My car pool partner did everything possible to distance herself from me, then one day as her mother was pulling up in the station wagon, she called me “Bones” in front of her girlfriends and they all burst out in nasty seventh-grade laughter. I sank into the backseat and held it together until I got home. When my mother opened the door I burst into tears and ran inside. When she followed me I slammed my bedroom door closed. I hated her for making me go to that stupid camp.
I stayed scrawny all the way through high school. My first year of college I weighed 128 pounds. I started working out and by the following summer I weighed 140 pounds. I stayed disciplined at the gym for the next ten years, but was always a hard gainer. It wasn’t until I hit thirty that my metabolism changed. Between that and quitting crystal meth I began to gain more weight.
If I had rubbed a bottle and conjured a genie as a kid, my first wish would have been to “look normal”. I didn’t need big muscles, I just wanted to look like everyone else.
Wishes are ephemeral.
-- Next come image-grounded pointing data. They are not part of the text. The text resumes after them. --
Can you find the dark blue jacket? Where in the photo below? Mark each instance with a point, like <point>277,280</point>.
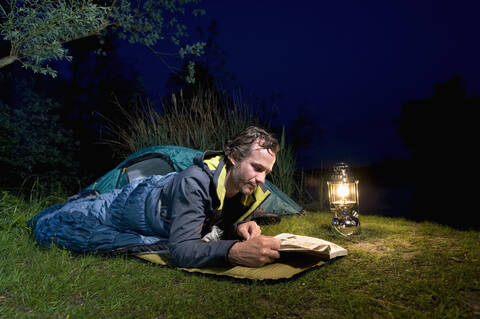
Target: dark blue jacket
<point>147,216</point>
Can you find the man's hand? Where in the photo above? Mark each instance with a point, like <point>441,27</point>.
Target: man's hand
<point>255,252</point>
<point>249,230</point>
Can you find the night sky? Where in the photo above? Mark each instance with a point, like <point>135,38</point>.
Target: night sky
<point>350,64</point>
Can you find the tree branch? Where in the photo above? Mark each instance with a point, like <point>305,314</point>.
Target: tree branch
<point>6,60</point>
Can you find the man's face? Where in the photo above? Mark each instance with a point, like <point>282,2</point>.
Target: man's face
<point>247,174</point>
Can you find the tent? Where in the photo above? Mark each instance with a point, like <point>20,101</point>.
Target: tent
<point>163,159</point>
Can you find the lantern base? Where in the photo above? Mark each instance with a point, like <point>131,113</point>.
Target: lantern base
<point>346,227</point>
<point>345,221</point>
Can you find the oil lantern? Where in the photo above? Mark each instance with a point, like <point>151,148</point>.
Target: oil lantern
<point>343,197</point>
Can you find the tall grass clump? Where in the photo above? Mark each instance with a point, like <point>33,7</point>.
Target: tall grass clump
<point>202,121</point>
<point>284,169</point>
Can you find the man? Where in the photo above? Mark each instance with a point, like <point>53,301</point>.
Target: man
<point>198,215</point>
<point>220,190</point>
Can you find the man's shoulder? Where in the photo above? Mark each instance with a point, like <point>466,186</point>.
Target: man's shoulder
<point>196,172</point>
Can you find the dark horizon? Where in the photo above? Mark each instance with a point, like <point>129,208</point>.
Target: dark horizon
<point>349,66</point>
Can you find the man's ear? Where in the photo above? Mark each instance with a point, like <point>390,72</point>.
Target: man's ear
<point>232,159</point>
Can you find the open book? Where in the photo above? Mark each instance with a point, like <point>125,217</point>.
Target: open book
<point>310,245</point>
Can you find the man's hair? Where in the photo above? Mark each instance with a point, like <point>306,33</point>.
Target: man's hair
<point>241,145</point>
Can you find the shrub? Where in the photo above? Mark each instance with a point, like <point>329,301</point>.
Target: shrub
<point>204,121</point>
<point>33,142</point>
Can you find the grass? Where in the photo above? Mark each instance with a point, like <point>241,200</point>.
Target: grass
<point>395,269</point>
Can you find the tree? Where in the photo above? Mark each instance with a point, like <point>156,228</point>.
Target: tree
<point>439,133</point>
<point>38,30</point>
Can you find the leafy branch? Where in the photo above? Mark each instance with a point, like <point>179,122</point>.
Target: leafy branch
<point>38,29</point>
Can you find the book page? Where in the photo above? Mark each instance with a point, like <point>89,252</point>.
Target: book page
<point>291,242</point>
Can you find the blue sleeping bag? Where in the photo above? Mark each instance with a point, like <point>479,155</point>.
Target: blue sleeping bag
<point>116,221</point>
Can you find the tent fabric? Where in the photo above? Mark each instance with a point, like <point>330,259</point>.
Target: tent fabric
<point>177,158</point>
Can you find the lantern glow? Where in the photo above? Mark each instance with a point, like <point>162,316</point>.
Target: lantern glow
<point>343,197</point>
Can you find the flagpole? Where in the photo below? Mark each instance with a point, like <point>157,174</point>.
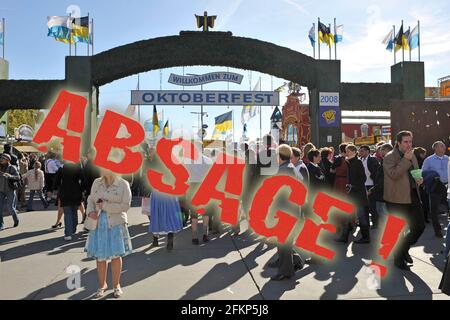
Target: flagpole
<point>318,36</point>
<point>89,35</point>
<point>314,45</point>
<point>232,117</point>
<point>139,106</point>
<point>3,36</point>
<point>418,27</point>
<point>260,115</point>
<point>329,44</point>
<point>403,47</point>
<point>393,48</point>
<point>409,32</point>
<point>70,36</point>
<point>92,45</point>
<point>335,43</point>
Years at the gym have changed my goals. Two years ago I thought if I was 170 pounds I’d be perfect. Today at 173 pounds I keep throwing weights around, hoping for bigger arms. A 45” chest isn’t enough.
If we only knew then what we know now. If “Bones” could see me now, maybe he wouldn’t need to cry.
I can hear the word “toothpick” and their giggling echo over the pool. I need to disappear. I step closer to the edge of the board, dipping closer to the surface of the water. I take a breath and launch myself off the board. My clumsy arc falters and I pull my legs up at the last second, and there is the loud smack of my skin against the water before I plunge beneath the surface. I know they’re all laughing again, but I can’t hear them down here. I sink lower, the skin of my belly stinging. I want to stay down here forever. I kick my legs and swim even lower, towards the grate at the center of the pool. My heart beats wildly as I wait for it to burst open. I hold my breath, waiting for the beast, hoping it will eat me alive.